Active Surfaces and Interfaces

We are working to understand and engineer how materials interact through their surfaces and interfaces.

The role of active surfaces and interfaces underpin nearly all materials science and engineering. Recognition of this as a thematic area, underpinned by core facilities provide solid foundations for international, national and local industry engagement, and helps nurture the philosophy and relationships required for competitive, larger grant applications.

The theme comprises three key, overlapping activities:

  • Model and Measure
  • Make
  • Apply

Modelling Surfaces and Interfaces

We have a comprehensive multiscale capability in modelling materials ranging from electronic and molecular structure, through the mesoscale, to large scale simulation.

We apply methods to study the structure, dynamics and properties of a wide range of surfaces and interfaces, with a central aim of integrating simulation alongside experimental measurement and the synthesis/manufacturing processes to constantly inform one another at all stages.

As well as standard modelling techniques (such as density functional theory, molecular dynamics and finite element analysis) unique specialisms to Lancaster MSI include Quantum Monte Carlo, free energy calculations, quantum transport and ab initio modelling of actinides and lanthanides with relevance to the nuclear industry.

Measurement of Surfaces and Interfaces

Materials characterisation capabilities in the Lancaster MSI span length scales from single atoms to the mesoscale. 

Our expertise and facilities enable us to work across a wide range of applications in surfaces and interfaces, including molecular coatings, CVD and MBE grown layered structures and devices, battery electrochemistry and electrocatalysis, 2D materials, energy materials, porous materials and biological interfaces and interactions.

Unique facilities at the Lancaster MSI include nanoscale resolution 3D mapping of internal structure (BEXP) of materials and buried interfaces, in situ NMR of disordered, amorphous and multiphase materials, nanometre scale mapping of thermal and mechanical properties, and atomic and single molecule resolution imaging.

Making of Surfaces and Interfaces

We manipulate materials at surfaces and interfaces over a large range of length scales from small organic molecules (nm) to composites for the building industry (metres). A recent expansion in synthetic chemistry and additive manufacturing has added significant capacity encompassing the range from the classical hard engineering materials to soft biomaterials.

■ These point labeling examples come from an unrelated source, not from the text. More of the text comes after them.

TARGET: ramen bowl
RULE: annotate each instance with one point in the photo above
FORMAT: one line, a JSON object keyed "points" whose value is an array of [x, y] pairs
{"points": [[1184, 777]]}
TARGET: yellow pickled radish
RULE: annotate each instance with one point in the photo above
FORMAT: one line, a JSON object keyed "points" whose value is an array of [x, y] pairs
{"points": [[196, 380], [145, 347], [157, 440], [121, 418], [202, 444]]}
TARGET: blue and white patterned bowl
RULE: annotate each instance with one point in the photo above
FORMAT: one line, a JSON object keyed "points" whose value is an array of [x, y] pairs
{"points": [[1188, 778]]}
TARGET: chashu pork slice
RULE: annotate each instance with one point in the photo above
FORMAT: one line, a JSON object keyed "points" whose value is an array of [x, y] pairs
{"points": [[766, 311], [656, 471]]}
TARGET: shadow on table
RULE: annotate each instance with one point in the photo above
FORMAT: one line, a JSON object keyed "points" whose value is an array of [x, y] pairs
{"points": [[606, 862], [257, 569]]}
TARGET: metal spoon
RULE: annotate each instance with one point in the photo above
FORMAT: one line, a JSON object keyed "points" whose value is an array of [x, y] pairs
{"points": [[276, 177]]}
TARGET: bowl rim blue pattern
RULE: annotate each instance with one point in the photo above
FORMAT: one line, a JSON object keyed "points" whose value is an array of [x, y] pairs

Surface features and structured thin films can be engineered at Lancaster in-situ with sub-µm precision by using laser sintering, milling and machining.  Energy- and material-efficient surface processing is achieved by multi-material additive manufacturing and carbon dioxide processing.  

Molecular functionalisation of surfaces is achievable via two principal methods. Firstly, we carry out ex situ and in situ chemical synthesis, with the new chemistry transferred to substrates and/or devices. This mode of surface functionalisation is applied in applications spanning gas absorption, energy storage and generation, surface initiated “click-chemistry” and biologically-active molecular immobilisations. Secondly, we specialise in plasma polymerisation, a scalable gas-phase coating technique which allows industrial-scale processing across a broad range of materials to create nanoscale coatings for interfacial engineering. Applications of this approach range from high-performance fibre composites through to implantable biomaterials.

Applications

We take application- and environment-driven approaches to the design of new surfaces and interfaces. Under laboratory testing conditions, performance is monitored and optimised via Lancaster’s world-leading modelling and measurement capabilities.

Moving to real-world applications, novel surfaces and coatings provide the versatile platform for building new materials and sensors for applications ranging from health technologies through to critical, demanding environments requiring self-monitoring, -healing and –adapting properties.